An analysis by the Urban Institute and the Commonwealth Fund projected that higher premiums tied to the subsidy expiration could lead about 4.8 million people to drop coverage in 2026. The ACA marketplaces currently cover about 24 million people nationwide.

What people should know now
Even with the enhanced subsidies gone, some financial help remains available. People earning up to 400 percent of the federal poverty level may still qualify for standard ACA subsidies, though the assistance is smaller than in recent years.
Experts recommend that consumers carefully review their options during open enrollment. Switching plans, comparing insurers, or adjusting coverage levels may help reduce costs, though that can mean higher deductibles or fewer benefits.

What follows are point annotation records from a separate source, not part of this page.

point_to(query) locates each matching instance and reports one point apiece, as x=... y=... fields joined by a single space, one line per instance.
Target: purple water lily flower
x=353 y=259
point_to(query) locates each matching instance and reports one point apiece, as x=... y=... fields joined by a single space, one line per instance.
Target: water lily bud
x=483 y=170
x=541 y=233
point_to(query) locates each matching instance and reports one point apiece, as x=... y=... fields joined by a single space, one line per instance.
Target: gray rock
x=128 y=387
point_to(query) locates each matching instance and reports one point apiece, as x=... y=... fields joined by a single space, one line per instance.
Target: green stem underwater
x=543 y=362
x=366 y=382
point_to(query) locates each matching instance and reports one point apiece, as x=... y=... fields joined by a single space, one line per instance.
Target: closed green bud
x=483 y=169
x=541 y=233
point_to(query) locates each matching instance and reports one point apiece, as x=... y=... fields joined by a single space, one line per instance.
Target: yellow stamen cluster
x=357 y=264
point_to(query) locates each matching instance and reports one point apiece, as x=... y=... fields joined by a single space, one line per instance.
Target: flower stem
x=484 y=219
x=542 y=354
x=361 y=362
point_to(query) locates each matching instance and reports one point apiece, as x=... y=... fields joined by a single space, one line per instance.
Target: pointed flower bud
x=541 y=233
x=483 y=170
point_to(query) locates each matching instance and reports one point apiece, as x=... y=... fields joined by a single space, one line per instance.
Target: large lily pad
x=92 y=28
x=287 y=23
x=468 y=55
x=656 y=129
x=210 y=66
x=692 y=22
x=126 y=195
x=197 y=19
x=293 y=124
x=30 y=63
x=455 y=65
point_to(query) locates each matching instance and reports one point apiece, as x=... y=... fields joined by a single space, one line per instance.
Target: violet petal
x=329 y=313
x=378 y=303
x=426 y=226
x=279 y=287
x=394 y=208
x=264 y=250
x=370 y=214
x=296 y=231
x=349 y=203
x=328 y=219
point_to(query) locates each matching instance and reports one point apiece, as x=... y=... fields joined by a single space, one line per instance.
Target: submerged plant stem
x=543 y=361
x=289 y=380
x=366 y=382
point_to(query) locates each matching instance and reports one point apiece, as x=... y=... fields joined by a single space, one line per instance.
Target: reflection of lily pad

People who experience major life changes, such as a job loss or drop in income, may qualify for a special enrollment period or additional financial assistance.
Health policy analysts also advise consumers to watch Congress closely. While the subsidies have expired, lawmakers could still act later in the year, potentially restoring some assistance retroactively.
Who is most affected?
Health advocates say the impact of expiring subsidies will fall hardest on Black and brown people, older adults and people living in states that did not expand Medicaid.
Black Americans are more likely to rely on ACA marketplace plans because of gaps in employer coverage and Medicaid eligibility. Subsidies help stabilize coverage for families with fluctuating incomes and reduce the risk of losing insurance during job changes or economic downturns.
Older Americans who are not yet eligible for Medicare may also face sharp premium increases. Some may downgrade their plans, take on higher deductibles, or drop coverage altogether.
Hospitals and community health centers could see higher uncompensated care costs as more patients become uninsured. Rural providers and safety net systems are especially vulnerable, according to health policy experts.
Workers may also feel the effects. As premiums rise, some employers may steer employees toward alternative arrangements such as Individual Coverage Health Reimbursement Arrangements, which require workers to shop for coverage on their own.

Congress stalls on an extension
Democrats have long pushed to extend the enhanced subsidies, warning that letting them expire would raise costs and increase the number of uninsured Americans. In December 2025, House Republicans blocked an effort to force a vote on a three‑year extension ahead of the December 31 deadline.
The ACA premium tax credits were created to make health insurance more affordable for people who do not get coverage through an employer or public program. The enhanced subsidies expanded eligibility and increased the amount of financial assistance available.